Она опустила чашку, вдруг почувствовав себя не в своей тарелке.
— Тебе и не нужно кому-то принадлежать, — ответила она. — Это был риторический вопрос.
— Хорошо, тогда позволь мне тебя кое о чем спросить, — сказал Себастьян. — Думаешь, ты смогла бы меня простить? То есть, возможно ли получить прощение таким, как я?
— Я не знаю. — Клэри схватилась за угол стола. — Я… Я имею в виду, что не знаю многого о религиозной составляющей прощения, только о обыденном понимании этого слова. — Она сделала глубокий вдох, зная, что она лепечет. В настойчивом выражении темных глаз Себастьяна было нечто такое, что заставляло думать, что он ждет ответов на свои вопросы лишь от нее одной. — Я знаю, что человек должен своими поступками заслужить прощение. Должен измениться. Сознаться, раскаяться, компенсировать то, что он сделал.
— Компенсировать, — отозвался Себастьян эхом. — То есть загладить свою вину. — Она посмотрела вниз, на свою кружку. Те поступки, которые совершил Себастьян, нельзя было исправить… никак. — Ave atque Vale, — сказал Себастьян, глядя на свою кружку шоколада.
Клэри узнала в этих словах традиционное прощание Сумеречных охотников со своими умершими соратниками.
— Почему ты сказал это? Я не умираю.
— Ты знаешь, это из стихотворения, — сказал он. — Катулла. Frater, ave atque vale[7]
. Он говорит о пепле, о заупокойных обрядах и о своей скорби по брату. В детстве я учил эту поэму, но тогда не чувствовал этого — ни его горя, ни утраты, я даже не задумывался о том, каково это — умереть, не имея никого, кто станет оплакивать тебя. — Он внезапно посмотрел на нее. — Как ты думаешь, если бы мы выросли вместе, это что-либо изменило бы? Ты бы любила меня?Клэри обрадовалась, что вовремя поставила на стол кружку, иначе уронила бы ее.

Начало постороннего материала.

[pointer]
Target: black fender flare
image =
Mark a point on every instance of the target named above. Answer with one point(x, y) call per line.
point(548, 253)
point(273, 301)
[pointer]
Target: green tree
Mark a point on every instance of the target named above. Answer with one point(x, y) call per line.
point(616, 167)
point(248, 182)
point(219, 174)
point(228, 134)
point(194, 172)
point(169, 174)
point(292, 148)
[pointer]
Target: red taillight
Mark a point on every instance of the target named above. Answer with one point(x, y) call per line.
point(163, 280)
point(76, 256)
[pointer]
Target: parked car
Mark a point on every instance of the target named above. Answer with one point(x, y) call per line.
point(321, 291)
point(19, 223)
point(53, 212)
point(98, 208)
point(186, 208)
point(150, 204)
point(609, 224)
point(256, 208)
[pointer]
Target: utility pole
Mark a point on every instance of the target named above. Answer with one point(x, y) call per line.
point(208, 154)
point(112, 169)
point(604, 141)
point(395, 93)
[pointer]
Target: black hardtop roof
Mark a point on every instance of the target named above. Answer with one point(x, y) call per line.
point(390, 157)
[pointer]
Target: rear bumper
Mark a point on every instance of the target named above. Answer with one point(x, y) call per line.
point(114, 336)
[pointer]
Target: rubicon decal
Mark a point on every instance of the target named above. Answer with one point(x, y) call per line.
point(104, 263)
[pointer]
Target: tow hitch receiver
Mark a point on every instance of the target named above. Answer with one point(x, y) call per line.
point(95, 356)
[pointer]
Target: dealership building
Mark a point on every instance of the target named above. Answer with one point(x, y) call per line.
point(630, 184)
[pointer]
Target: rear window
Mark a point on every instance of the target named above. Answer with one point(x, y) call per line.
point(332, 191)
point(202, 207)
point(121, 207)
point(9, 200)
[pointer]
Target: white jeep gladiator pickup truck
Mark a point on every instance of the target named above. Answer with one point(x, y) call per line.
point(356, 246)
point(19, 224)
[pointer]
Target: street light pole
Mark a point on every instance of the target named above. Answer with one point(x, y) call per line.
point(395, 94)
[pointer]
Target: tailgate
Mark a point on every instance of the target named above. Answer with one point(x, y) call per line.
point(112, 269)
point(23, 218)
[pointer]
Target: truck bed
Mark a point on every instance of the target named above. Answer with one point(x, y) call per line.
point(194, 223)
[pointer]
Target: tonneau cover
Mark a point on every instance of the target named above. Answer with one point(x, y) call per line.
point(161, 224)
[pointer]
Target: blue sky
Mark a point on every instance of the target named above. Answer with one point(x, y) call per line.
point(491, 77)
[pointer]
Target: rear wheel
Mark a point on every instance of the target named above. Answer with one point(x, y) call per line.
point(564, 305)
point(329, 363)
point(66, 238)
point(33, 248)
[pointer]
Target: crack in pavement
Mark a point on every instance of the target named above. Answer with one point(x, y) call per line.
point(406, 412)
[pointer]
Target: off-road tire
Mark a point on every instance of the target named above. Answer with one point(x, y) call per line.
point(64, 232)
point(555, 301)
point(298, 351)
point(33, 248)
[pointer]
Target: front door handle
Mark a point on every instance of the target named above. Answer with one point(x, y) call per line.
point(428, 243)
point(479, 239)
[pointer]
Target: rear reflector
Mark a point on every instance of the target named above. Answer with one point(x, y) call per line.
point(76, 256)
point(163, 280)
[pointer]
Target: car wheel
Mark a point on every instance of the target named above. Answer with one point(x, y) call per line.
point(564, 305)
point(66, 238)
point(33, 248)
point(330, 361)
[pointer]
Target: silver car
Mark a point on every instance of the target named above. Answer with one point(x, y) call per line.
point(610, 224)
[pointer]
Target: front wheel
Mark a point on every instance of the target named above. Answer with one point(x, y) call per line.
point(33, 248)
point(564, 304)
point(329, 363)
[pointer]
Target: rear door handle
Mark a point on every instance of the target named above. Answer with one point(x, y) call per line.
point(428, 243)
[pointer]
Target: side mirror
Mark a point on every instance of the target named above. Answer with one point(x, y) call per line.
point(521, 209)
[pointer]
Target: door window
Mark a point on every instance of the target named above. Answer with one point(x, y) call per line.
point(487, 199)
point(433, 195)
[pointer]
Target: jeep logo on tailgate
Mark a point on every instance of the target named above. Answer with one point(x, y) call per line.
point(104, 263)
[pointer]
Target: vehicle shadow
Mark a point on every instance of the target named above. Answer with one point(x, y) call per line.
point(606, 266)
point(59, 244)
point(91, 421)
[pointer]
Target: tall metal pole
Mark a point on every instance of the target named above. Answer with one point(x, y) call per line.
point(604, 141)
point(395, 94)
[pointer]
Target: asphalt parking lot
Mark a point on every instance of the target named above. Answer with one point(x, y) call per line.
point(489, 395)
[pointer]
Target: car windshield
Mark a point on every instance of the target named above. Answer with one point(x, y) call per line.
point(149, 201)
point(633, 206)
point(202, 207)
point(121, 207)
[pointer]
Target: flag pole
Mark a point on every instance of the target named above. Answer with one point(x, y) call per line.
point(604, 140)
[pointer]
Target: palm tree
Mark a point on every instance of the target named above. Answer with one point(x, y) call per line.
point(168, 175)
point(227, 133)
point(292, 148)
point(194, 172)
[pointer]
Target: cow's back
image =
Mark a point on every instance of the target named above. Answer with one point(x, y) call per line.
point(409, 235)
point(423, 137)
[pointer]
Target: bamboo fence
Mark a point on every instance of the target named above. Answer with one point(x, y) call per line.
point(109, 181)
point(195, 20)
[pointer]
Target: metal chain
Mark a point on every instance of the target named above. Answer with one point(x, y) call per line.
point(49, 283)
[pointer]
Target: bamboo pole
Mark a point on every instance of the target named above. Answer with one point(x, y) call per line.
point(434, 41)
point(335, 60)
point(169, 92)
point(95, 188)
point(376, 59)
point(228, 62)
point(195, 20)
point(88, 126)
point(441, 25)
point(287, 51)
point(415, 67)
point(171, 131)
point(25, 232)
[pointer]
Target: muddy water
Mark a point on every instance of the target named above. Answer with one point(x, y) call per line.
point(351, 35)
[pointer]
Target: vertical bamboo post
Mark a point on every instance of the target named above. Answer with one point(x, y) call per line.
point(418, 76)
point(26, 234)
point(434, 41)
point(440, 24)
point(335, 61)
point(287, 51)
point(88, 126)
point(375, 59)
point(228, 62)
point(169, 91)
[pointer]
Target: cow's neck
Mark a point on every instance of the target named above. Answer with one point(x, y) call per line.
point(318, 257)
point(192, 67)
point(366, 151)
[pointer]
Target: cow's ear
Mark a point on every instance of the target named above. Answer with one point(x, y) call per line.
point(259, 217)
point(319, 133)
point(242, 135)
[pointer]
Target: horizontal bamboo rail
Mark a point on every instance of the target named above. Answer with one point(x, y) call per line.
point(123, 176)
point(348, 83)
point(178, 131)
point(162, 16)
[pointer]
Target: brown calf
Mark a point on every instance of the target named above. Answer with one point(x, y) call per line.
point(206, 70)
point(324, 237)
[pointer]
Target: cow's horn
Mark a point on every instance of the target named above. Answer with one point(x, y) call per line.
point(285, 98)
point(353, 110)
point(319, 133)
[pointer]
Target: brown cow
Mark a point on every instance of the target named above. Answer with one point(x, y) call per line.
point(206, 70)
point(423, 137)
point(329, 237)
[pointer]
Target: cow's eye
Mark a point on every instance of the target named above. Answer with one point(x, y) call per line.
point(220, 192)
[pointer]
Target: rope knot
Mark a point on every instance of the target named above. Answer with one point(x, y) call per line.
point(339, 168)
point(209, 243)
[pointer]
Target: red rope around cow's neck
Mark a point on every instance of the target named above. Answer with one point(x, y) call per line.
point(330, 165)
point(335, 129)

Себастьян смотрел на нее без какой-либо застенчивости или неловкости, которая могла бы сопровождать такой странный вопрос, но так, как будто бы Клэри была представителем любопытной, иной формы жизни.
— Ну… — ответила она. — Ты мой брат. Я бы любила тебя. Мне бы… пришлось. — Он продолжал смотреть на неё все тем же пристальным взглядом. Клэри задумалась над тем, стоит ли ей задать ему такой же вопрос. Смог бы он в этой ситуации полюбить ее? Как сестру. Но у нее было ощущение, что он понятия не имел, что это значит. — Но Валентин не воспитывал меня, — ответила она. — На самом деле, я убила его.
И зачем она это сказала? Может быть, она хотела увидеть, что расстроила его своими словами. В конце концов, Джейс однажды сказал ей, что, возможно, Валентин был единственным, кто заботился о Себастьяне. Но он даже не побледнел.